E' la coppia di sorelle la chiave di volta. Elsa appartiene alla foresta, Anna alla "città". Elsa abdica in favore di Anna che sarà nuova regina di Arendelle, ma entrambe regine del regno che loro compete.
Tramite il loro amore i due regni non saranno mai più divisi, esattamente come doveva essere tramite l'amore dei loro genitori, ai quali Arendelle dedicherà un nuovo monumento.
Il richiamo qui alla Dea doppia è impossibile da ignorare, alle due regine mitiche dei regni matriarcali, culture nelle quali l'alleanza umano-natura non si è spezzata.
Disney è immagino inconsapevole di questo dettaglio, ma tornare a nutrire gli archetipi comporta che questi ci nutrano a loro volta, l'inconscio collettivo viene nuovamente riempito di altri simboli e altri racconti e di nuovo il miracolo è stato fatto.
TUTTO IL FILM VALE L'ESPRESSIONE DI ELSA NELLA SCENA FINALE. PURA - VISIBILE ESTASI, l'estasi di una donna-dea che ha ritrovato la sua piena natura e il suo posto, a cavallo della sua sovranità. Stupendo.
E il cattivo? Questo è il bello. Non c'è il cattivo. La narrazione Disney si ispira (a quanto mi dicono volutamente) a quella del mio idolo Hayao Miyazaki, che ha trasceso i dualismi oppositivi già dagli anni 80. In Frozen2 nessuno scontro che porti sul piano narrativo la solita dicotomia tra fazioni di cui io sono francamente stanca.

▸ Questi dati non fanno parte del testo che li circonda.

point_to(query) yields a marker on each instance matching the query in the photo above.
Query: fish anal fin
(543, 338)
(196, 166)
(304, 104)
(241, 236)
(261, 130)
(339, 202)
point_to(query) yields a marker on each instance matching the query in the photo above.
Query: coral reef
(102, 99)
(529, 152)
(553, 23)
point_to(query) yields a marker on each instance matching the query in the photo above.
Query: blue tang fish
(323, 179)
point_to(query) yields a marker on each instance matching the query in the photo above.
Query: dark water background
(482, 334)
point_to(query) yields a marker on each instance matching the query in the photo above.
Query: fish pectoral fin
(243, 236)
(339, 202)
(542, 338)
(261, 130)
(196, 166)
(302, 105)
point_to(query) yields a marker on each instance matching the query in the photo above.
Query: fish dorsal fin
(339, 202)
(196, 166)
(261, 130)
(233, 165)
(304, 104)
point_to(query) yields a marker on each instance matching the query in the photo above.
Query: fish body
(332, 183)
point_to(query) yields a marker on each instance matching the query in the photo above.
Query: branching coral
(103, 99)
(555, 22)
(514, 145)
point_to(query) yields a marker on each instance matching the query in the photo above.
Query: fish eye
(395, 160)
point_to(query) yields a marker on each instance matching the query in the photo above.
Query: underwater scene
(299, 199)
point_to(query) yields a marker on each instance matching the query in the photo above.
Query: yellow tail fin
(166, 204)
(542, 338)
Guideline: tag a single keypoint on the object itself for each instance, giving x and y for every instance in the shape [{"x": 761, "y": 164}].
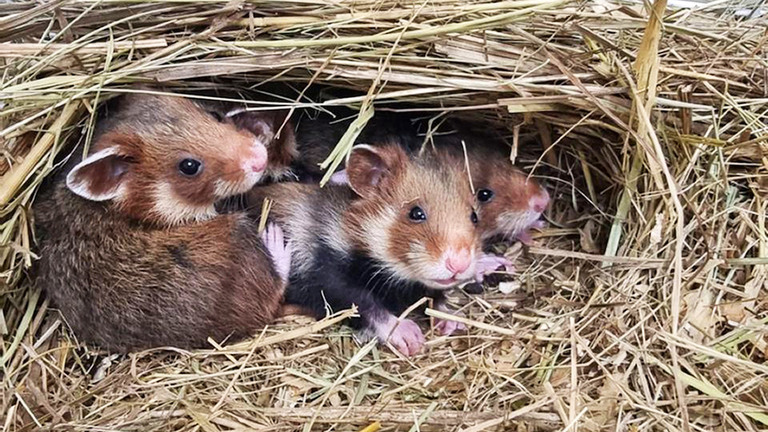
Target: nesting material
[{"x": 642, "y": 306}]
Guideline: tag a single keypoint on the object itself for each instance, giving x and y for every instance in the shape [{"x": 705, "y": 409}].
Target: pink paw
[
  {"x": 447, "y": 328},
  {"x": 280, "y": 252},
  {"x": 488, "y": 263},
  {"x": 339, "y": 177},
  {"x": 406, "y": 336}
]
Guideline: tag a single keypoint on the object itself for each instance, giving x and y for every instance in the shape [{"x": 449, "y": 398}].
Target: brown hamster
[
  {"x": 402, "y": 230},
  {"x": 132, "y": 251},
  {"x": 509, "y": 202}
]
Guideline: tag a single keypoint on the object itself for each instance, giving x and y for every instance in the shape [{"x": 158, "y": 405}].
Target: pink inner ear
[
  {"x": 99, "y": 176},
  {"x": 376, "y": 176}
]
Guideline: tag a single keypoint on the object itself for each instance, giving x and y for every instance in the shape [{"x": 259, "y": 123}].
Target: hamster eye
[
  {"x": 216, "y": 115},
  {"x": 417, "y": 214},
  {"x": 484, "y": 195},
  {"x": 190, "y": 167}
]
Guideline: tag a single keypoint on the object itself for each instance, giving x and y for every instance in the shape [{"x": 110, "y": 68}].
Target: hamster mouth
[{"x": 447, "y": 283}]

Un'assenza che ha disturbato qualcuno, gira proprio un video in cui uno youtuber si strugge per la mancanza della consueta sfida dell'eroe all'occidentale.
Credo che uscendo dal dualismo oppositivo venga naturale apprezzare narrazioni differenti, mentre nella misura in cui la dicotomia ancora caratterizza la relazione con noi stesse/i e con l'altro da noi, vederne rappresentazione diventi quasi un bisogno impellente. Dal quale è difficile liberarsi.

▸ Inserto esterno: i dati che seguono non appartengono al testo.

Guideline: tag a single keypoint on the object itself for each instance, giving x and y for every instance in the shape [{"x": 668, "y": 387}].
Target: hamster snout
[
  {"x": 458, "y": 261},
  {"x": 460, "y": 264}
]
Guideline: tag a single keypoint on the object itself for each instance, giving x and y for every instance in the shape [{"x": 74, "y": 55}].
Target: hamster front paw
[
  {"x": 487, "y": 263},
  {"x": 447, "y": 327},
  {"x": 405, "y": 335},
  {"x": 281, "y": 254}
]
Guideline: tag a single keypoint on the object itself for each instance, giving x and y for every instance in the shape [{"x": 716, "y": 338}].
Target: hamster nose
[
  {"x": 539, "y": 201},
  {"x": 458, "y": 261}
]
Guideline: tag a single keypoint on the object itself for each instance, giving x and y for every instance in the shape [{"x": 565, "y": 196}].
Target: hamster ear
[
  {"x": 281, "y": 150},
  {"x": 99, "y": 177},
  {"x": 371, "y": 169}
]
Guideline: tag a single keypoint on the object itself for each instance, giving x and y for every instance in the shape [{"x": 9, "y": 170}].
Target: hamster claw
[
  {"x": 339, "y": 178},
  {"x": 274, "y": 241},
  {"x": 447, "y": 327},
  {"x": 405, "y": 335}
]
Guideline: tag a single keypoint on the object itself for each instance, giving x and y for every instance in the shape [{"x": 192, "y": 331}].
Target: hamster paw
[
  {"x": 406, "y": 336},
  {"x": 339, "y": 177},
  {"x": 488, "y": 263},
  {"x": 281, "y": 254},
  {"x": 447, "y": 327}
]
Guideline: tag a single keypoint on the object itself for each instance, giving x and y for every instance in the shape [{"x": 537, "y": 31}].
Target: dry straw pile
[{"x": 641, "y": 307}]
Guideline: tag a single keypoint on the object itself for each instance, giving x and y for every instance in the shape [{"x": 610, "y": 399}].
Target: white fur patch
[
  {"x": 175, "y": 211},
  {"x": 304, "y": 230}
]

Personalmente non ho sentito il bisogno di un "cattivo" in nessun punto del film. Ero rapita, conquistata, e soddisfatta dalle sfide dei personaggi, anche se qualcuna l'avrei approfondita magari allungando la durata del film.
E così si inscena l'arroganza umana, la diffidenza, il torto alla natura inflitto per il viverla ormai come "altro da sé", separata: in rapporto vinco-perdi. L'illusione che vuole che se vincesse l'una perderebbe l'altro e viceversa. Illusione appunto, perché Elsa e Anna questa volta ancora mostrano che non si è che una cosa sola come loro stesse sono una cosa sola. Che l'amore e non lo scontro deve tornare a essere la qualità della relazione tra le polarità, perché il tutto non è che in principio di comunione, altrimenti detto di non-separazione.
Emozionante, dai simboli profondi. Peccato per quel "dominare gli elementi"... ma la perfezione non esiste.